Happy Valentine's Day to you all.

5 comments:

  1. This comment has been removed by the author.

    ReplyDelete
  2. My dearest Rolf,
    I write this letter with the hope that someday I will be able to share it with you; that you might know how much you are loved beyond the many miles that separate us.
    As I sit here in the quiet solitude of the early morning hours, I miss you more than I ever imagined I could bear. I see you in my mind’s eye; your dark eyes glistening with tears as I released you from my embrace and you disappeared into the fading light of the streets of Berlin. The memory of our goodbye will haunt me until I can hold you in my arms and know that you are safe. I don’t know that I could have let you go had I known all that you would endure and yet I did the only thing I could. It was from love and with hope that I sent you on your journey.
    When you left, you were on the cusp of manhood and I imagine you now as the man you have become. Is the cruelty you survived etched on your face? Has being imprisoned taken away the softness of your eyes? Have you lost your smile, the smile that could melt my heart? I pray the kind and gentle soul that you were is still within you.
    I have never been the kind of woman who easily expresses her feelings and emotions, but I hope you have never doubted my love for you. For I have loved you from the moment I first held you in my arms and I will love you for all time. I pray for this war to be over and for you to be with your family once again.
    Until then, loving you.
    Mama


    I wrote this love letter to give the reader the impression it was written by lovers, with the signature a surprise to the reader. Once reread with the knowledge that the writer is his mother, the letter takes on new meaning. There is no greater love than the love of a mother for her child and the first love any of us experiences is that of our mother.
    The letter is a figment of the writer’s imagination but the story it is based on is real. Rolf was an 18 year old Jew in 1939 when he fled Nazi Germany for the safety of England. Rolf was given a mere two hours’ notice that he was allowed to leave Germany and his family. His family was left behind with the desperate hope that their VISA number for entry into the USA would be approved prior to Hitler imprisoning them. When Germany conquered France in June 1940 the British interned all German nationals for fear that some might be spies or might side against the British and with the Germans, should Germany invade England. Rolf was sent to Australia for internment. While on the ship to Australia, he was subjected to starvation, beatings and unsanitary disease causing conditions. Once interned in Australia he found much better living conditions. In time, the British Government realized their mistake and the German Jewish prisoners in the Australian camp were released as long as they agreed to join the British or the Australian Army. Rolf spent the remainder of the war in the Australian Army.
    This is but a small part of Rolf’s life story that is being compiled into a non-fiction book. While I am not a professional writer, I believe Rolf’s life story is a story that needs to be told.
    Rolf’s family made it out of Germany and into the USA in 1940. The letter to Rolf is one of many that I envisioned his mother wrote to him but could not mail during her many sleepless nights while he was imprisoned in Australia. Only one very brief “check the boxes” type post card was allowed to be sent between the prisoners and their families. The outcome of the Hitler regime and the expanding war was unknown and Rolf’s mother had every reason to doubt that she would ever see her son again.
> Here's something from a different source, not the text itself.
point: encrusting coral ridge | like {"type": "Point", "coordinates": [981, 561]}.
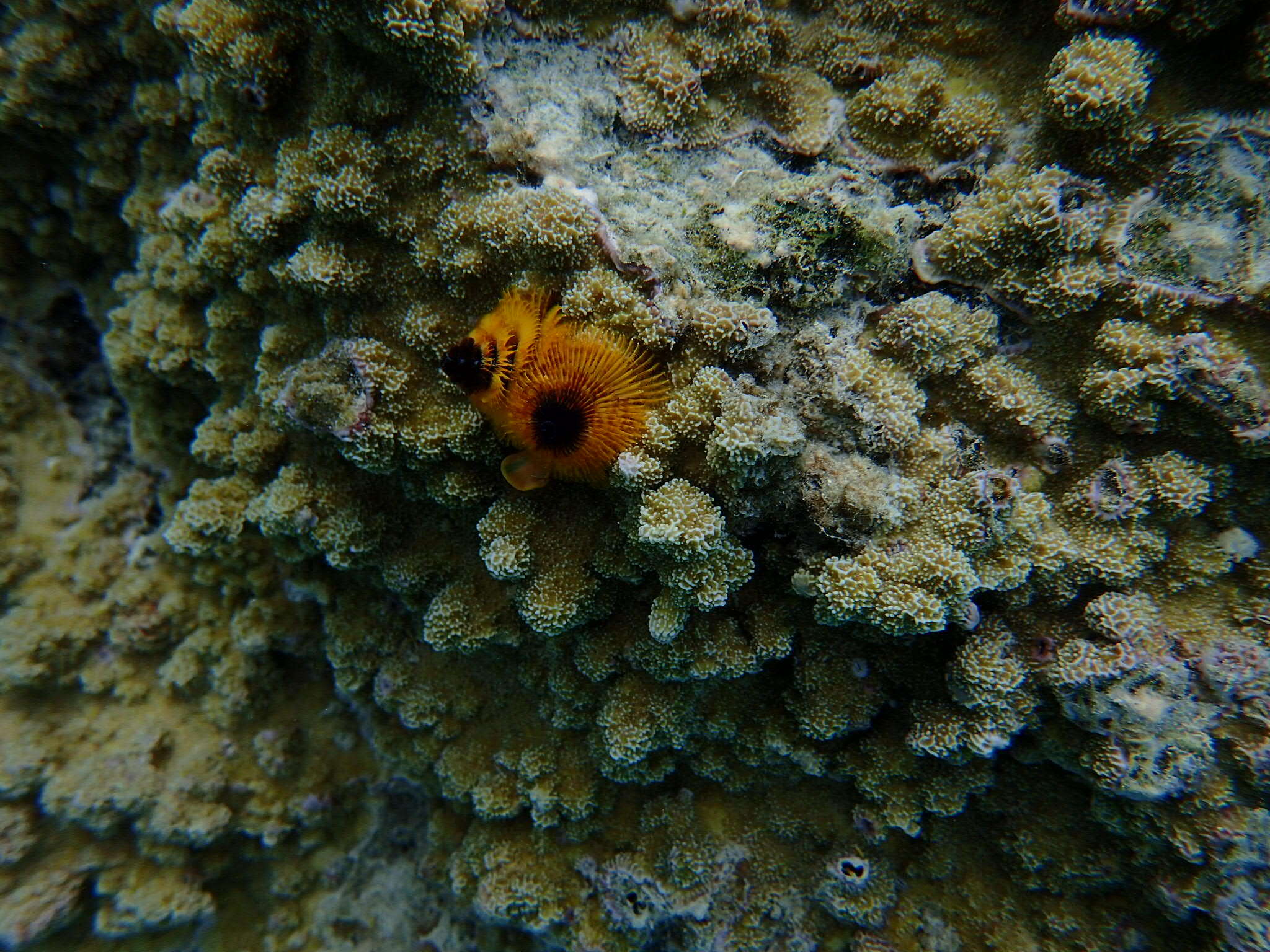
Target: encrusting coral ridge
{"type": "Point", "coordinates": [717, 475]}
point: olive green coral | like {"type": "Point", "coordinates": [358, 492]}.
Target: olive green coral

    Carolyn Whiting (google insists I use an old email account under the alias of Susan McMahon.

    ReplyDelete
    Replies
    1. Well done, Carolyn. As a mother, my first thought was it was her son. I will tell you since I'm the proverbial square peg, most won't see that until the signature.

      Delete
  3. Thank you, Carolyn. Reading this post made me realize it was not only from you, but Daddy, too. I've learned to accept his passing, but I did think of him this morning wishing he would stop by for a visit. Happy Valentine day to all of those I love and cherish.